Like a fairy tale

By Jessika Rauch

Once upon a time, there was a man who dreamt of building a fairy tale park. That man was the Dutch garden designer Albert Willem Ter Braake and the year was 1955. Both the Mayor and the town council of Bettembourg at the time, liked his idea, and so a team was brought together and began to work on it even before the year was out. Fairy tales belong to that part of literature and cinema that over the years and across the generations has simply refused to become unfashionable. Rather, the opposite has happened. And so it was that « Parc Merveilleux » opened its doors in May 1956 and became and remained a much loved part of family life. With its usual 200,000+ visitors every year, the park is a veritable tourist attraction and comes top of the list of favourite sites for visitors from the greater Bettembourg region and beyond. From March until October, they can not only delight in well known fairy tales that are played out in lovingly designed sets, but children can enjoy seeing familiar and exotic animals, ride poneys or play mini golf with their parents.

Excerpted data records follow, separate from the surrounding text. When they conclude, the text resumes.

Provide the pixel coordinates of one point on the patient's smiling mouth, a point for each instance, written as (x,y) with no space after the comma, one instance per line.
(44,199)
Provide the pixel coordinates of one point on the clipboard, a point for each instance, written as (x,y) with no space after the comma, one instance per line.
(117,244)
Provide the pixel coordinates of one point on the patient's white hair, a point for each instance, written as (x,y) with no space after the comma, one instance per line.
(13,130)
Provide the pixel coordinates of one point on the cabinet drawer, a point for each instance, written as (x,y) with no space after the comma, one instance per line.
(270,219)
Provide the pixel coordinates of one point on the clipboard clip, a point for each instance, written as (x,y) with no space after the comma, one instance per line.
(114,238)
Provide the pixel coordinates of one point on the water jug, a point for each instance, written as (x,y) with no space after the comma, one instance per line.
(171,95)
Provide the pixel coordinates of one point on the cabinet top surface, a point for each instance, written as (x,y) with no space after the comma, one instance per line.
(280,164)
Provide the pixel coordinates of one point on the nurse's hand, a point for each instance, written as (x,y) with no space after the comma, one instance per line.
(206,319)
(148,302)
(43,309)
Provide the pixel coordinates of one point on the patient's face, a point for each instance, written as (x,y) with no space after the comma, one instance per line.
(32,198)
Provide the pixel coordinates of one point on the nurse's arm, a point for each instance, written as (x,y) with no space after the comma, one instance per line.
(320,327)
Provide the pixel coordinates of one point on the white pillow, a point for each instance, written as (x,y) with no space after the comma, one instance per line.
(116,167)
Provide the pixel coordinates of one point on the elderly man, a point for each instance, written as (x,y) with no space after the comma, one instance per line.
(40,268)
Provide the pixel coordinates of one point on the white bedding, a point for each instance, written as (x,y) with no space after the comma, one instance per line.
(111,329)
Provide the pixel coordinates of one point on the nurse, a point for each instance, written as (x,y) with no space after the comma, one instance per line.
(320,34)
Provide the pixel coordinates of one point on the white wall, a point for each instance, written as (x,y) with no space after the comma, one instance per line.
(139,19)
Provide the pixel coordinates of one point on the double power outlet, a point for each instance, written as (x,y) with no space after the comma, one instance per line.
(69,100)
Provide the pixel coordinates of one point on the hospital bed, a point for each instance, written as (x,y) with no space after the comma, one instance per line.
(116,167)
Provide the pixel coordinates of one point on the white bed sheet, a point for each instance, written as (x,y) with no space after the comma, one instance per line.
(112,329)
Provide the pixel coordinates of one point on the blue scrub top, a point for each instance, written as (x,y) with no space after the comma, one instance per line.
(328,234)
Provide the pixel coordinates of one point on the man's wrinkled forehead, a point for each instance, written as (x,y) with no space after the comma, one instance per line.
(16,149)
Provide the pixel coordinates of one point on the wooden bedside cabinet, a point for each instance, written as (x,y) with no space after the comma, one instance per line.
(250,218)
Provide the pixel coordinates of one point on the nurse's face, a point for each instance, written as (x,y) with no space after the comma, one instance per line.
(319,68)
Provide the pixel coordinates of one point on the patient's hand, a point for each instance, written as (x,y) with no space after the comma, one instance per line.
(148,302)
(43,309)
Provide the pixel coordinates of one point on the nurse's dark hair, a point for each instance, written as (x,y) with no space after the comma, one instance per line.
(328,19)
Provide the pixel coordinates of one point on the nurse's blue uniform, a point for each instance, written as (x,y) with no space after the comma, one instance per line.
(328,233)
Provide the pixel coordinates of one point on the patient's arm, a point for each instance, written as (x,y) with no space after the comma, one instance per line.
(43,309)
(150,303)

The zoo’s own school offers children and groups, such as school groups, educational workshops where they can learn more about the animals and their environment, whether local or in far away countries. But let our thoughts take us back a few decades.

© Emile Hengen

In August 1963, we received the one millionth visitor. Six years later, that number had already hit 2 million. All through those many years, there were Sunday concerts and an ever growing number of fairy tales. Snow White, Hansel and Gretel, Cinderella were all world famous classics and were soon joined by contemporary tales, such as the Luxemburgish children’s tale about the “Klenge roude léiw” (“The little red lion cub”) by Marco Weiten and Mireille Weiten-de-Waha, which was added in 2009. Red Riding Hood’s home, with its mosaic walls, is just one of the elaborately designed small houses and towers that stage hand made, animated figures in their proper sets. Professional Luxemburgish speakers tell their tales to music in Luxemburgish, German or French so that the visitor can relax while listening. Currently, there are eleven such tales.

© Emile Hengen

But it is not just families from Luxemburg, Germany, France, Belgium and the Netherlands that flock to the park in ever greater numbers, there are also the local established firms that hold their business parties here. Donations and private sponsoring of the more than 2000 animals have made it possible to introduce regular improvements and ensure that this Fairy Tale and Animal Park can overcome difficult times and survive for years to come. Shortly after the economic crisis at the end of the 1990s, the management and the financing model were changed. The A.P.E.M.H Association, which supports people with learning disabilities from all age groups as well as their families, became our main partner and brought new life to the park with the help of its technically skilled and motivated members. This inclusive policy brought the return of economic success. Today, the A.P.E.M.H. is our main shareholder and we receive support from the state and the town. About 170 people work on its 25 ha. of land and in its facilities. This number includes about 35 seasonal workers and students who join for the peak season. Thanks to the social association about a 100 disabled people have joined the workforce and are thus able to make a significant contribution to the management of the “Parc Merveilleux”. Most of them carry out restoration or other building work during the low season, particularly during the winter months.

© Emile Hengen

One of the major improvements was introduced in 2001 when a children’s playground was built. This was followed a year later by the opening of the tropical house that houses an aquarium and a terrarium. The 600m² “Mahajangahaus” with a fully accessible greenhouse, was added in 2009. As part of the Esch European Cultural City of the Year Programme, a number of projects are realized together with the Park and these include the town’s “De Ris geet op d’Rees” (“The Giant goes exploring”) intergenerational and literary project initiated by Bettembourg town and forms the high point of its annual festival “LiteraTour”. Comic writer Lucia Czuga and comic artist Andy Genen address the question where the Giant might be going after all the visitors have left the park. Visitors and residents are invited to submit their suggestions and these become the basis for a comic book. Creative and participatory projects like these make that this beloved travel destination brings joy to loyal regular visitors and new guests alike.